The Columbus Dispatch

Air Force finds dozens of errors in background-check reporting

- By Richard A. Oppel Jr.

A review by the U.S. Air Force has found several dozen cases in which the military failed to report service members charged with or convicted of serious crimes to the federal gun background-check database, Air Force officials said Tuesday.

The review came after the Air Force disclosed that it had failed to report the domestic violence conviction of Devin P. Kelley, the gunman who opened fire at a church in Texas earlier this month. Under federal law, Kelley’s court-martial conviction for domestic assault should have prevented him from purchasing at a gun store the rifle he used in the attack, as well as other guns he acquired over the past four years.

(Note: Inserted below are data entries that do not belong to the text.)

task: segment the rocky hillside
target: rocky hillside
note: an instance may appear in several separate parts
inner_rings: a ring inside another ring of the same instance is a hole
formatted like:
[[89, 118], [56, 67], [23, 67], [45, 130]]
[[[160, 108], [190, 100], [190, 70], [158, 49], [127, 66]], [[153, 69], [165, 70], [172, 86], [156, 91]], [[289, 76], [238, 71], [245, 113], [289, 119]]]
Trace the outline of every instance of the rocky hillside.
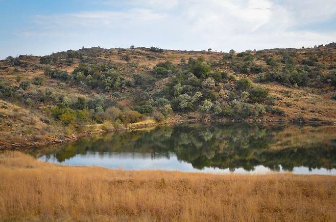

After the Air Force admitted on Nov. 6 that officials at Holloman Air Force Base in New Mexico had failed to report the results of Kelley’s court-martial to the federal background database, it launched an investigat­ion into how many other serious incidents had not been reported.

Although officials have examined only a portion of cases that should have been reported, several dozen have already surfaced that were not reported as required.

“The error in the Kelley case was not an isolated incident, and similar reporting lapses occurred at other locations,” the Air Force said in a statement. “Although policies and procedures requiring reporting were in place, training and compliance measures were lacking.”

There have been about 60,000 incidents in the Air Force since 2002 involving service members that should have been reported to the federal background­check database. All of those incidents are now being reviewed by Air Force officials to see which ones were required to be reported, and how many of those actually were reported.